FILE – Ministry of Finance
CAIRO – 10 July 2018: The Egyptian Ministry of Finance canceled bids to sell three- and eight-year bonds worth LE 3.5 billion after banks and investors had asked for high interest rates.
“The prices are not appropriate,” Assistant Minister of Finance for capital markets operations,Khalid Abdel Rahman, told Reuters by phone. "We will accept the prices that suit us," Abdel Rahman added.
According to Reuters, bankers said that banks offers in bids were between 18 and 18.5 percent.
The Central Bank of Egypt (CBE), on behalf of the Ministry of Finance, issued LE 3.5 billion ($195.39 million) in treasury bonds Monday.
The T-bonds were offered in two installments, with the first valued at LE 1.5 billion with an eight-year term and the second worth LE 2 billion with a three-year term.
Egypt targets an average of interest rate on the government debt instrument to reach 14.7 percent in the current budget, compared to an expected average of 18.5 percent in 2017/2018 budget.
Foreign investors’ investments in the Egyptian government debt instruments recorded $23.1 billion by the end of March 2018, up from about $20 billion in December.
Egypt needs to fund 2018/2019 budget by LE 714.64 billion; LE 511.21 billion will be provided from domestic debt instrument and the rest will come from foreign financing through the issuance of bonds and the IMF loan.

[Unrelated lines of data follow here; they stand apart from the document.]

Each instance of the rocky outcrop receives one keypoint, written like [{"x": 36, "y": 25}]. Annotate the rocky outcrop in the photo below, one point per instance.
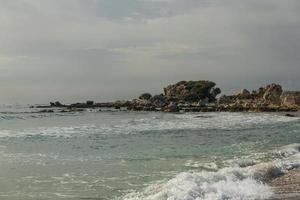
[
  {"x": 199, "y": 96},
  {"x": 192, "y": 91},
  {"x": 272, "y": 94},
  {"x": 145, "y": 96},
  {"x": 243, "y": 94},
  {"x": 290, "y": 98}
]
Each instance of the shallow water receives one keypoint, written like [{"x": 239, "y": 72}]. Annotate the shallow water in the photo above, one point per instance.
[{"x": 142, "y": 155}]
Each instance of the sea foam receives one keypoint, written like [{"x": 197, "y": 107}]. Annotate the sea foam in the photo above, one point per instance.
[{"x": 236, "y": 183}]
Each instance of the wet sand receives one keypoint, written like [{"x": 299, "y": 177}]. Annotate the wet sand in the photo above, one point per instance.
[{"x": 287, "y": 186}]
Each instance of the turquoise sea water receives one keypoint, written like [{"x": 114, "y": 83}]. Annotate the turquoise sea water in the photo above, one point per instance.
[{"x": 142, "y": 155}]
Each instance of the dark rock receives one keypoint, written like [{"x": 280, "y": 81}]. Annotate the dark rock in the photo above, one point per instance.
[
  {"x": 172, "y": 107},
  {"x": 90, "y": 103},
  {"x": 46, "y": 111},
  {"x": 159, "y": 101},
  {"x": 243, "y": 94},
  {"x": 290, "y": 98},
  {"x": 224, "y": 99},
  {"x": 58, "y": 104},
  {"x": 145, "y": 96},
  {"x": 273, "y": 93},
  {"x": 192, "y": 91},
  {"x": 290, "y": 115}
]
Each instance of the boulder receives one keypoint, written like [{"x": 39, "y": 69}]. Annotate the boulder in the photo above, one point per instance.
[
  {"x": 90, "y": 103},
  {"x": 192, "y": 91},
  {"x": 243, "y": 94},
  {"x": 172, "y": 107},
  {"x": 159, "y": 101},
  {"x": 290, "y": 98},
  {"x": 272, "y": 94},
  {"x": 224, "y": 99},
  {"x": 145, "y": 96}
]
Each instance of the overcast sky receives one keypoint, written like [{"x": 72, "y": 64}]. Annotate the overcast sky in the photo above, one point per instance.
[{"x": 74, "y": 50}]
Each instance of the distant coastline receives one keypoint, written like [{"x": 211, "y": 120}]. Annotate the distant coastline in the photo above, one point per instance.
[{"x": 197, "y": 96}]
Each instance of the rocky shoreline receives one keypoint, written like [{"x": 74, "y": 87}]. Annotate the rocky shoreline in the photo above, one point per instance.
[
  {"x": 287, "y": 186},
  {"x": 197, "y": 96}
]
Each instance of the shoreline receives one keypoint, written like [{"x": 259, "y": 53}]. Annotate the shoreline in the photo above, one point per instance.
[
  {"x": 287, "y": 186},
  {"x": 199, "y": 96}
]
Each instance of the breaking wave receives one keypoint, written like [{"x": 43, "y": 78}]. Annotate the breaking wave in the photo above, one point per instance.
[{"x": 238, "y": 183}]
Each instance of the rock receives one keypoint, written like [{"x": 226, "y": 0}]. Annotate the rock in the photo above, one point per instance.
[
  {"x": 172, "y": 107},
  {"x": 272, "y": 94},
  {"x": 46, "y": 111},
  {"x": 290, "y": 98},
  {"x": 159, "y": 101},
  {"x": 224, "y": 99},
  {"x": 290, "y": 115},
  {"x": 58, "y": 104},
  {"x": 90, "y": 103},
  {"x": 243, "y": 94},
  {"x": 145, "y": 96},
  {"x": 192, "y": 91}
]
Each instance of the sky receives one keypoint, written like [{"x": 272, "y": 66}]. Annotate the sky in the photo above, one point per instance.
[{"x": 75, "y": 50}]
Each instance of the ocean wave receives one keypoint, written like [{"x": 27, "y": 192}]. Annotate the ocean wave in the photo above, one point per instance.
[{"x": 237, "y": 183}]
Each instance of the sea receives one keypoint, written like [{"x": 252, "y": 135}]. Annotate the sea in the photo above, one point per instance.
[{"x": 126, "y": 155}]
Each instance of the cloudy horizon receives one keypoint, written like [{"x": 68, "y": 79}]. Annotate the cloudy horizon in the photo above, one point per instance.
[{"x": 74, "y": 50}]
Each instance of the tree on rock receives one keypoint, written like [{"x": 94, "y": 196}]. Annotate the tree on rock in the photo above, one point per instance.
[{"x": 193, "y": 91}]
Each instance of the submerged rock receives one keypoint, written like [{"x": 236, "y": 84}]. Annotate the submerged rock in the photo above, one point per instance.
[
  {"x": 290, "y": 98},
  {"x": 145, "y": 96},
  {"x": 243, "y": 94},
  {"x": 192, "y": 91},
  {"x": 272, "y": 94}
]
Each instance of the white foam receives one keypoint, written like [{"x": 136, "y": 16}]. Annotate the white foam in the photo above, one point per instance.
[
  {"x": 237, "y": 183},
  {"x": 229, "y": 183}
]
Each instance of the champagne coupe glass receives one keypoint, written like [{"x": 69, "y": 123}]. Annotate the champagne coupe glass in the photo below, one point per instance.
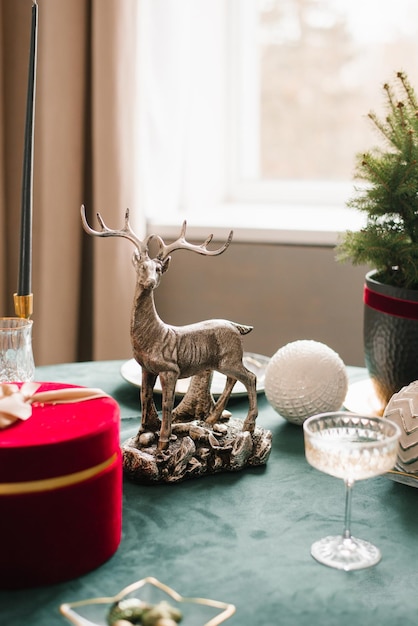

In November 2016, the Executive Board of the IMF approved a $12 billion loan as a financial assistance for Egypt to support the Egyptian economic reform program.
Upon the board's approval in November, Egypt floated its currency, losing around 50 percent of its value as part of the economic reform program which imposed taxes, including the value-added tax (VAT), and cut energy subsidies, all with the aim of trimming the budget deficit.
The Monetary Policy Committee (MPC) of the Central Bank of Egypt (CBE) kept interest rates unchanged for the second time this year during June meeting, setting the overnight deposit rate and the overnight lending rate at 16.75 percent and 17.75 percent, respectively.
MPC also kept the interest rates unchanged in May after lowering them twice earlier this year by 1 percent each time.
On March 29, the committee set the overnight rate and the overnight lending rate at 16.75 percent and 17.75 percent, respectively. In February, the committee lowered the interest rates by 1 percent for the first time since the flotation of the Egyptian currency in November 2016, after inflation rates slowed down.